Vol. 12 #26: Thursday, June 7, 2007
Calgary's News & Entertainment Weekly
FFWD Weekly
FILM
by SHAUN ENGLISH
Even low standards are too high for Rise
Lame vampire revenge flick will suck the life right out of you
>>REVIEW
RISE: BLOOD HUNTER
STARRING Lucy Liu and Robert Forester
DIRECTED BY Sebastian Gutierrez
Now playing
Check listings

Snakes on a Plane scribe, Sebastian Gutierrez, opts (unfortunately) for the director’s chair with his latest script, Rise: Blood Hunter – a muddled contribution to the vigilante vampire genre.

While Snakes’s campy premise and self-aware direction sat well with the escapism-hungry crowds of summer, Rise, with its pseudo-gothic script and shoddy production values, shamelessly asks to be taken seriously, and, in so doing, sets itself up for a mighty hard fall.

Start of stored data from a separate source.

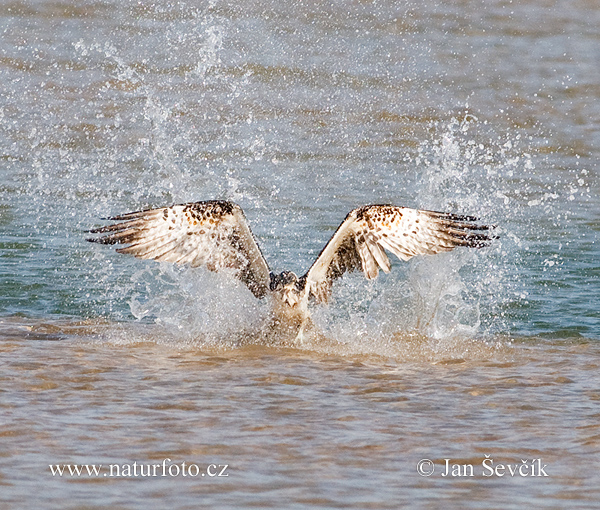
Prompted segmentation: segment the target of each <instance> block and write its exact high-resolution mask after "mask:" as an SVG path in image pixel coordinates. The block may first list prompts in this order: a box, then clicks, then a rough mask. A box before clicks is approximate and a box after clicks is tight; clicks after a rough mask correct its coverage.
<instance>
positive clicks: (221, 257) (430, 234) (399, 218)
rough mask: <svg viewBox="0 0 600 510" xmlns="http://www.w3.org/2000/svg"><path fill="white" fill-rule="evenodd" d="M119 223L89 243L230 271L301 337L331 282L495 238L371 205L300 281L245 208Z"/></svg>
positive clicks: (222, 203) (199, 207) (134, 254)
mask: <svg viewBox="0 0 600 510" xmlns="http://www.w3.org/2000/svg"><path fill="white" fill-rule="evenodd" d="M109 220H113V221H118V222H119V223H115V224H112V225H108V226H104V227H100V228H97V229H93V230H91V231H90V232H91V233H94V234H105V235H103V236H101V237H95V238H92V239H89V241H92V242H97V243H102V244H124V245H127V246H125V247H123V248H120V249H118V250H117V251H118V252H119V253H128V254H131V255H134V256H135V257H138V258H143V259H154V260H162V261H167V262H172V263H175V264H186V265H190V266H192V267H195V266H205V267H206V268H208V269H209V270H211V271H217V272H218V271H219V270H221V269H224V268H231V269H233V270H234V271H235V274H236V276H237V278H239V279H240V280H241V281H242V282H244V283H245V284H246V286H247V287H248V288H249V289H250V291H251V292H252V293H253V294H254V295H255V296H256V297H257V298H259V299H260V298H264V297H265V296H267V295H270V296H271V297H272V301H273V317H274V324H275V325H277V326H281V327H284V326H285V328H286V329H292V330H293V329H296V331H298V332H299V334H300V336H301V335H302V332H303V330H304V328H305V327H306V325H307V324H308V323H309V321H310V315H309V310H308V305H309V301H314V302H316V303H322V302H327V300H328V298H329V295H330V293H331V285H332V283H333V281H334V280H335V279H337V278H339V277H341V276H342V275H343V274H344V273H346V272H351V271H355V270H362V272H363V273H364V274H365V276H366V277H367V279H374V278H376V277H377V275H378V274H379V269H380V268H381V269H382V270H383V271H384V272H386V273H387V272H389V271H390V269H391V264H390V260H389V258H388V257H387V255H386V253H385V250H387V251H389V252H391V253H393V254H395V255H396V256H397V257H398V258H400V259H402V260H408V259H410V258H411V257H413V256H415V255H425V254H435V253H439V252H443V251H450V250H452V249H454V248H455V247H457V246H466V247H475V248H480V247H483V246H486V245H487V244H488V243H489V241H490V236H488V235H487V234H485V233H482V231H485V230H488V229H489V227H487V226H485V225H478V224H476V223H475V221H476V218H473V217H471V216H459V215H455V214H450V213H440V212H435V211H424V210H416V209H410V208H406V207H397V206H393V205H367V206H363V207H359V208H357V209H354V210H352V211H351V212H350V213H349V214H348V215H347V216H346V218H345V219H344V221H343V222H342V223H341V224H340V226H339V227H338V229H337V230H336V232H335V233H334V235H333V236H332V238H331V239H330V241H329V242H328V243H327V244H326V245H325V247H324V248H323V250H322V251H321V253H320V255H319V256H318V257H317V259H316V260H315V262H314V264H313V265H312V266H311V267H310V269H309V270H308V271H307V272H306V274H304V275H303V276H301V277H297V276H296V275H295V274H294V273H292V272H291V271H283V272H282V273H280V274H274V273H272V272H271V271H270V269H269V266H268V264H267V262H266V260H265V258H264V257H263V255H262V253H261V251H260V248H259V246H258V243H257V242H256V239H255V238H254V235H253V234H252V231H251V230H250V227H249V225H248V222H247V221H246V217H245V216H244V213H243V211H242V209H241V208H240V207H239V206H238V205H237V204H234V203H232V202H227V201H219V200H211V201H206V202H193V203H188V204H181V205H174V206H171V207H164V208H159V209H150V210H146V211H138V212H133V213H128V214H124V215H121V216H115V217H112V218H109Z"/></svg>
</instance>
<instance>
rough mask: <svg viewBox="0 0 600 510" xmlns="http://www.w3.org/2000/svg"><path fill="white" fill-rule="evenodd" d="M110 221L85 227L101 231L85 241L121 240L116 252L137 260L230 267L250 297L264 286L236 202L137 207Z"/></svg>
mask: <svg viewBox="0 0 600 510" xmlns="http://www.w3.org/2000/svg"><path fill="white" fill-rule="evenodd" d="M108 219H109V220H113V221H119V222H120V223H115V224H113V225H108V226H105V227H101V228H96V229H93V230H90V232H91V233H92V234H106V235H104V236H101V237H96V238H92V239H88V241H91V242H95V243H102V244H127V245H129V246H126V247H124V248H120V249H118V250H117V251H118V252H119V253H129V254H131V255H134V256H135V257H138V258H141V259H154V260H163V261H167V262H173V263H175V264H189V265H190V266H192V267H196V266H201V265H203V266H206V267H207V268H208V269H209V270H211V271H219V270H220V269H223V268H233V269H234V270H236V274H237V277H238V278H239V279H240V280H242V281H243V282H244V283H245V284H246V285H247V286H248V288H249V289H250V290H251V291H252V293H253V294H254V295H255V296H256V297H259V298H260V297H263V296H264V295H265V294H266V292H267V290H268V288H269V266H268V265H267V262H266V261H265V259H264V257H263V255H262V253H261V251H260V248H259V247H258V244H257V243H256V240H255V239H254V236H253V234H252V231H251V230H250V227H249V226H248V222H247V221H246V217H245V216H244V213H243V212H242V209H241V207H240V206H239V205H237V204H234V203H232V202H226V201H220V200H211V201H208V202H194V203H188V204H181V205H174V206H172V207H163V208H160V209H150V210H147V211H138V212H132V213H128V214H123V215H121V216H114V217H112V218H108Z"/></svg>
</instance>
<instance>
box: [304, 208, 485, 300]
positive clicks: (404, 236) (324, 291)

Along for the fall is Lucy Liu who, I rationalize, signed on to the project before actually reading the script. Liu plays Sadie Blake, a journalist who wakes up entombed in the city morgue, sporting nothing but a gashed throat and toe-tag. Upon discovering her immortal ways, Blake sets out, armed with a puny crossbow, to slay all those responsible for her injustice/death. A small parade of brazenly one-dimensional characters then enters and exits the picture, existing only for the convenience of a narrative so underdeveloped it’s insulting.

There’s a bit of an ironic twist in that the film’s obvious budgetary restrictions inadvertently produce its most innovative concept – vampires who possess none of the superhuman qualities (with the exception of immortality) so often attributed to them. Unfortunately, Gutierrez’s script refuses to embrace its low-budget roots and ignores completely the analogous potential of having these inherently selfish beings so closely removed from humans.

Instead, we’re offered a sloppy story derived from bigger (and better) films but lacking the effects, choreography and storytelling to adequately emulate them. A desperate editing room decision to break the linear narrative (by using an irrelevant sequence from the middle to open the film) is entirely superfluous and only highlights a lack of confidence in the source material.

Genre enthusiasts will be dismayed by the absence of any real insight into the world of vampirism – the rest of us will hate it for everything else.